The Mississippi Civil Liberties Union, the Mississippi League of Voters, the Mississippi Center for Justice, Mississippi Votes, the Southern Poverty Law Center, the Mississippi State Conference NAACP and Southern Echo Inc. have filed a complaint with the state ethics commission claiming lawmakers conduct public affairs outside of a formal meeting.

On Wednesday morning, lawmakers introduced and approved a final proposal to redesign the four congressional districts of the state. Prior to Wednesday morning, the proposed map was not available for public review.

In the lawsuit, the nonprofits claim lawmakers violated Mississippi’s open meetings law on November 19, when committee chair Jim Beckett invited lawmakers to his office after the meeting to consider the proposed map.

“The visualization of the map, and any deliberation thereof, was a public matter and should have taken place in a public meeting or, at least, in a properly executed executive session,” it reads in part. in the complaint.

The Open Meetings Act includes any standing, interim, or special committees of the Mississippi legislature, but those committees are permitted to enter into executive session at any time, for any reason.

The complaint comes after groups have already criticized the committee for what they believe is a lack of transparency in the redistribution process.

“Lawmakers, especially those on the committee, work for the people and must be held accountable,” said Christy Wheeler, co-chair of the League of Women Voters of Mississippi. by refusing to comply with their obligations to perform their work in public.

The committee held nine public hearings over the summer to get public feedback on what they hoped to see in the redistribution process.

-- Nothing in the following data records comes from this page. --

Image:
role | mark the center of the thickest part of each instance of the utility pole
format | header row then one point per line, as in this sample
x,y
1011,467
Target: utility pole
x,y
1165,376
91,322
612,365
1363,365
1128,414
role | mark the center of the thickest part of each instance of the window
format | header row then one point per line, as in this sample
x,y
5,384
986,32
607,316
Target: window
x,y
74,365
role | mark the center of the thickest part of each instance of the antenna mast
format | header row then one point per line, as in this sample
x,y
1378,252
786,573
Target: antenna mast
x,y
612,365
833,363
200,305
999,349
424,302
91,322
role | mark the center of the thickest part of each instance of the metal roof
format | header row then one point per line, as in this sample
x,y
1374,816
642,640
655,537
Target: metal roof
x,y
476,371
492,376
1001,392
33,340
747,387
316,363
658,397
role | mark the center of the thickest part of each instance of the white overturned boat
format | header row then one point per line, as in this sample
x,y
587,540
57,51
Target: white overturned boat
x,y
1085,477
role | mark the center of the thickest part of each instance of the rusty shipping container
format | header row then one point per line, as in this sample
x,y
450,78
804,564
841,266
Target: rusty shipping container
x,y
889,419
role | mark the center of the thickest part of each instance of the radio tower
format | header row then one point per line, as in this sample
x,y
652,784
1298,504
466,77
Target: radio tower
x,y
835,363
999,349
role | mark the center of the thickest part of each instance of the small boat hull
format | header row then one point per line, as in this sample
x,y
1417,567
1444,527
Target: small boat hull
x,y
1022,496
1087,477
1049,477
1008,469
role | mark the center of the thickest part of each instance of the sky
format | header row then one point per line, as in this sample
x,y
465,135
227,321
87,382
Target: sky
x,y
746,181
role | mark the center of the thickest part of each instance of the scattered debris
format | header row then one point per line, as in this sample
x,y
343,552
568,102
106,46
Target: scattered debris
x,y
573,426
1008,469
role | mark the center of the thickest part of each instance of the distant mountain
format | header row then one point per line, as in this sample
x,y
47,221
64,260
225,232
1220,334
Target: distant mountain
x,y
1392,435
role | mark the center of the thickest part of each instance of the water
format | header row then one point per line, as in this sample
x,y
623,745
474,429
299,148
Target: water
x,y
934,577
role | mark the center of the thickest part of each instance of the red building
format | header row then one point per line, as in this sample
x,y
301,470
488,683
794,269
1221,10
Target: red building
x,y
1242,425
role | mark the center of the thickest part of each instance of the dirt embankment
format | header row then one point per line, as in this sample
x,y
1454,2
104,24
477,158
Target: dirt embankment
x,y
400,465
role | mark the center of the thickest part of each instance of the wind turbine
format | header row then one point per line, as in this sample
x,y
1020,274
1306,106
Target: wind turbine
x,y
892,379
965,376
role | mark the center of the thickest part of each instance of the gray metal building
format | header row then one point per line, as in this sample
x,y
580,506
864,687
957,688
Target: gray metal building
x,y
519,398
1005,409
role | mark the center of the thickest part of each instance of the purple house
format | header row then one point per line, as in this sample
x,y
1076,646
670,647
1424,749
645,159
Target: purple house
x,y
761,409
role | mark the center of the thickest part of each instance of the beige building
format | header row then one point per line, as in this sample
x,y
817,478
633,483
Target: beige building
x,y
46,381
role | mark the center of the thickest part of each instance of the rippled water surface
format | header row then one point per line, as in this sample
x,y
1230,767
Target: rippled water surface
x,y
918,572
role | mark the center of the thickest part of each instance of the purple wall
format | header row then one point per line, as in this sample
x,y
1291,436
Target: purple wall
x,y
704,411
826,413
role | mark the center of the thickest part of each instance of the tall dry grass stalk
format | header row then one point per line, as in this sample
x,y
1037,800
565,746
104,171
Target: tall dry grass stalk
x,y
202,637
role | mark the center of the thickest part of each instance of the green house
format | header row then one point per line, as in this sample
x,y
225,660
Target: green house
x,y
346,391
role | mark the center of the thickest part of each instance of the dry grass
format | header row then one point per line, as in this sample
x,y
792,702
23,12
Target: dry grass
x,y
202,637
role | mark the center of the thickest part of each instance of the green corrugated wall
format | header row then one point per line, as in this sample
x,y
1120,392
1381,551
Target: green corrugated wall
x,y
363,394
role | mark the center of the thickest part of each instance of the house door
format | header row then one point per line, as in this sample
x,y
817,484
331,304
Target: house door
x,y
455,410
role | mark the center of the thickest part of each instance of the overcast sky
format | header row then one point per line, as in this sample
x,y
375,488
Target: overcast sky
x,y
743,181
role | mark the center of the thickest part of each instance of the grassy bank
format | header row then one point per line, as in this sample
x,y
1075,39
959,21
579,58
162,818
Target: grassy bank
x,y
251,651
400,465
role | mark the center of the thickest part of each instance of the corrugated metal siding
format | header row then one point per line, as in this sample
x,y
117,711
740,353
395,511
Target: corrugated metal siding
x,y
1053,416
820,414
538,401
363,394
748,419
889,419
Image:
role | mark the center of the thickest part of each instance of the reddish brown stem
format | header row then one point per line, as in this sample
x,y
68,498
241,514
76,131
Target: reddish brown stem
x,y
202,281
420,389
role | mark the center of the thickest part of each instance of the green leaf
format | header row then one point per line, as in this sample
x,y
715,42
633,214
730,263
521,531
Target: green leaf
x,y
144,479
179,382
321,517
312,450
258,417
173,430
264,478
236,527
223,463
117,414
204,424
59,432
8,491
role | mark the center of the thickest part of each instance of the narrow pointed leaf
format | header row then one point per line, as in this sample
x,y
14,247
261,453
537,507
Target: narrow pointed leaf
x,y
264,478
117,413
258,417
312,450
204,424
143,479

Lieutenant Governor Delbert Hosemann issued a statement shortly after the complaint was made public, praising the committee for its work.

“Our Standing Joint Congressional Redistribution Committee, under the Senate leadership of Pro Tempore Dean Kirby, held nine hearings in 2021 in all regions of the state to hear from citizens about the map,” Hosemann said. . “For the first time, all hearings were webcast and archived for accessibility and transparency.

Rep. Jason White, R-West, is largely responsible for the design of the map approved on Wednesday. In his presentation to the committee, White seemed to imply that the committee had worked together outside of formal meetings on the redistribution plan.

“Of course I have a plan that the committee worked on, and you’ve certainly worked a lot,” White told Beckett, the committee chair.

Public bodies are exempt from the Open Meetings Act when members of the body meet by chance or at a social reception. Civil rights groups, in their complaint, say any work done on the redistribution process would be deliberate and therefore subject to the Meetings Act.

While lawmakers are expected to vote on the final approval of the cards in January, the ten nonprofits are asking the ethics commission to speed up the process of hearing their complaint. While the card itself is still valid, nonprofits are hoping that committees would be forced to comply more strictly with the Open Meetings Act, forcing discussion of a possible legislative redistribution of the state in the sphere. public.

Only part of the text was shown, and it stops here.